As mentioned yesterday, the risk in correcting others is that you get exposed to correction yourself. So it turns out to be -- sort of -- with my comments about the L and R sounds in Japanese. Major point: it remains correct to say, as I did, that Japanese speakers do not "lallate" -- use Ls in place of Rs, and vice versa. Minor refinement! It's not quite right to say, as I also did, that the Japanese phonetic system "has no L sound." Its writing system has only Rs instead of Ls (when represented in the western alphabet), but the sound is more complicated. Representative messages:
"I think it is more accurate to say that Japanese has a single sound that is somewhere in between English 'l' and 'r'. The Japanese 'r' is certainly not standard US retroflex 'r'. Say the name "Richard" and feel where your tongue goes (it's back towards the roof of your mouth). Now say "baseboru" with your best shot at a Japanese accent - you'll find that your tongue is further forward in your mouth and just taps the ridge of your gums. Now say "Lilly" - your tongue will be even further forward. The 'r' in 'baseboru' is somewhere in between "Lilly" and "Richard". " [JF note: this corresponds to my experience in coping with Japanese.]
And, from someone raised in America whose husband was raised in Japan:
"Yeah - they use "R" when they write those syllables in Roman alphabet. I've learned though that my pronunciation is somewhat less comical to the listener if I pronounce it closer to the English "l" sound. As best I can make out, the tongue position makes it something of a cross between our "r", "l", and "d". I believe there is research showing that a newborn is able to "hear" most any of the sounds you can make, but by the time you are 3 or 5 (or somewhere in there) your brain has specialized for the sounds you normally hear. My husband simply cannot hear the difference between the spoken "l" and "r", because there just aren't those distinct sounds in spoken Japanese. "

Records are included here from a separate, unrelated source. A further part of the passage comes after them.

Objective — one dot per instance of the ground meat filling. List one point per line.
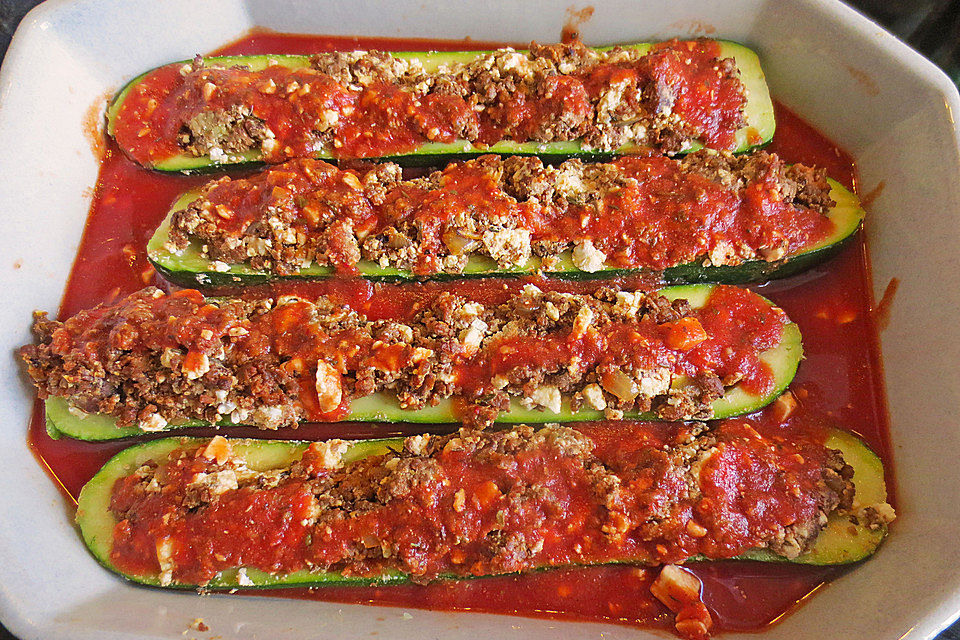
(478, 503)
(637, 212)
(154, 359)
(367, 104)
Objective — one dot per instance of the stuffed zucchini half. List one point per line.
(367, 512)
(690, 352)
(553, 101)
(190, 263)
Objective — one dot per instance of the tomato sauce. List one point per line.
(479, 509)
(287, 112)
(839, 382)
(648, 212)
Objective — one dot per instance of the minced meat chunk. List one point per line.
(370, 103)
(637, 212)
(154, 359)
(478, 503)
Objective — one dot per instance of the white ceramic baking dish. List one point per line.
(889, 107)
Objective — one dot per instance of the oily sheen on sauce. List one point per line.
(838, 383)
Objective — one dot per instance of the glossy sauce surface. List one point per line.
(839, 382)
(641, 211)
(382, 118)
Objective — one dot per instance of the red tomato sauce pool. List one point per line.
(839, 382)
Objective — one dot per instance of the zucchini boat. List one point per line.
(757, 129)
(847, 537)
(189, 267)
(778, 364)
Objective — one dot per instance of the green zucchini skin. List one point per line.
(839, 543)
(782, 359)
(190, 269)
(758, 113)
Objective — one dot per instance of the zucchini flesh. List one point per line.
(189, 268)
(380, 407)
(758, 114)
(841, 542)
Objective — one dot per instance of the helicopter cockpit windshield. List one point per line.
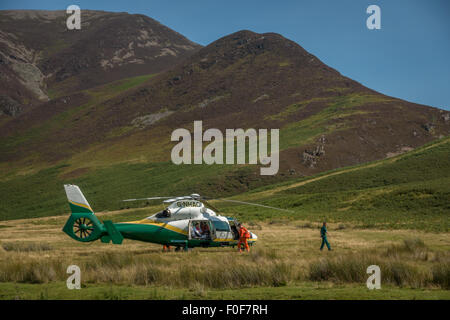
(163, 214)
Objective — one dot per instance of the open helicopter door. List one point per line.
(234, 229)
(222, 230)
(200, 229)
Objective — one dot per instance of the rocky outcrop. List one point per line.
(9, 106)
(310, 157)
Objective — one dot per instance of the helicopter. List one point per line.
(184, 223)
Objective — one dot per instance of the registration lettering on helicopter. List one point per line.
(184, 204)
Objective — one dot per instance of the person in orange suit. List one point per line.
(244, 234)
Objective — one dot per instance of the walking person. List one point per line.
(244, 234)
(323, 234)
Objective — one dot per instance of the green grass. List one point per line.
(301, 291)
(410, 193)
(320, 123)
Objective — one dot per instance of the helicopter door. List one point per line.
(200, 230)
(221, 228)
(234, 230)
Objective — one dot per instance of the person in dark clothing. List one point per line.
(323, 234)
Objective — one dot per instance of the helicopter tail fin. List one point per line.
(77, 201)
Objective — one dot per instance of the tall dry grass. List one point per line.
(410, 264)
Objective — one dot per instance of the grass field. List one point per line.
(393, 213)
(285, 264)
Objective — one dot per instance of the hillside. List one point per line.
(409, 191)
(41, 59)
(113, 139)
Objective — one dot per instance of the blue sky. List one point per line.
(408, 58)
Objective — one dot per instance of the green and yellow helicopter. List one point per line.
(184, 223)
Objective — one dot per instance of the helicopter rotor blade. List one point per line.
(151, 198)
(254, 204)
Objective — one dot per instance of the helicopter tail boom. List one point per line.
(83, 225)
(77, 201)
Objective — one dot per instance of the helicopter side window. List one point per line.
(200, 230)
(221, 225)
(163, 214)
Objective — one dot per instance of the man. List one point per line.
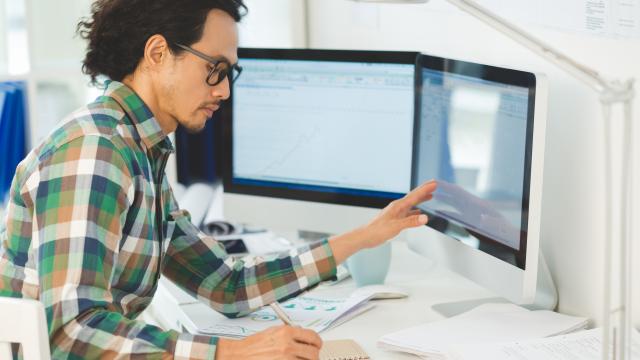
(92, 222)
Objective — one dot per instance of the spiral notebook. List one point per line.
(342, 350)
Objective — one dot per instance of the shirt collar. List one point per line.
(146, 125)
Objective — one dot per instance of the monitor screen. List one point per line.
(474, 133)
(322, 125)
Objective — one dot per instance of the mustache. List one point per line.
(209, 104)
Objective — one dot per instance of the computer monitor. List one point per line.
(480, 132)
(311, 129)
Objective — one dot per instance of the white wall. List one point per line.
(274, 23)
(573, 215)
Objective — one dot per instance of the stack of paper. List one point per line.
(486, 323)
(313, 313)
(584, 345)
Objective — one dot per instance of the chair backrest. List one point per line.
(23, 322)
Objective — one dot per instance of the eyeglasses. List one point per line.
(220, 69)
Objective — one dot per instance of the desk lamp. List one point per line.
(617, 318)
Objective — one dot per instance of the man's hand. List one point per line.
(279, 342)
(397, 216)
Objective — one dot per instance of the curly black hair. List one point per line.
(118, 30)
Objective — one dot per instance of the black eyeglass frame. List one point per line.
(229, 72)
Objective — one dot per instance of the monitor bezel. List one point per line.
(225, 126)
(494, 74)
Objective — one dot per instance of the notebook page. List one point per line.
(342, 350)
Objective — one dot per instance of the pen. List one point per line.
(281, 314)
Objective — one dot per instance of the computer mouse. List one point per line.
(379, 292)
(214, 228)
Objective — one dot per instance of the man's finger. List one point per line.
(308, 337)
(414, 221)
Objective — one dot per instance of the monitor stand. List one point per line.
(546, 296)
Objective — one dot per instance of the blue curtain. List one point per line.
(13, 144)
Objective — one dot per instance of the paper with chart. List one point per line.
(313, 313)
(584, 345)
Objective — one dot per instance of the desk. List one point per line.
(427, 283)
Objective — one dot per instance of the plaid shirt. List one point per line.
(82, 235)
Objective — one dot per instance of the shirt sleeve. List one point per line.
(80, 206)
(236, 287)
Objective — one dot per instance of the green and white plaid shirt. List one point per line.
(83, 235)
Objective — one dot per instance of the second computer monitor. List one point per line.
(321, 125)
(480, 133)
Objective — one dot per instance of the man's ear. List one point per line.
(156, 52)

Also, from someone raised in Taiwan:
"I agreed that in Japanese, they spelled both English "L" and "R" with "R". But it will be incorrect to say that they have trouble to pronounce "L". It is actually the other way around, that is, they have trouble pronouncing "R". They simply don't curve their tongues.
"I contribute this mix-up to the mistake they made when they Romanized their language. The ra / ri / ru / re / ro sounds you mentioned actually should be pronounced closer to la / li / lu / le / lo in Japanese. This is the same problem as people in Taiwan called 台北 Taipei instead of Taibei, with the later closer to the Chinese pronunciation and the same with calling 高雄 Kaohsiung instead of Gaohsiung. I am from Taiwan and I still don't understand why they did this....
"PS. By the way, I did have a Korean professor who actually "reverses" his L and R every single time."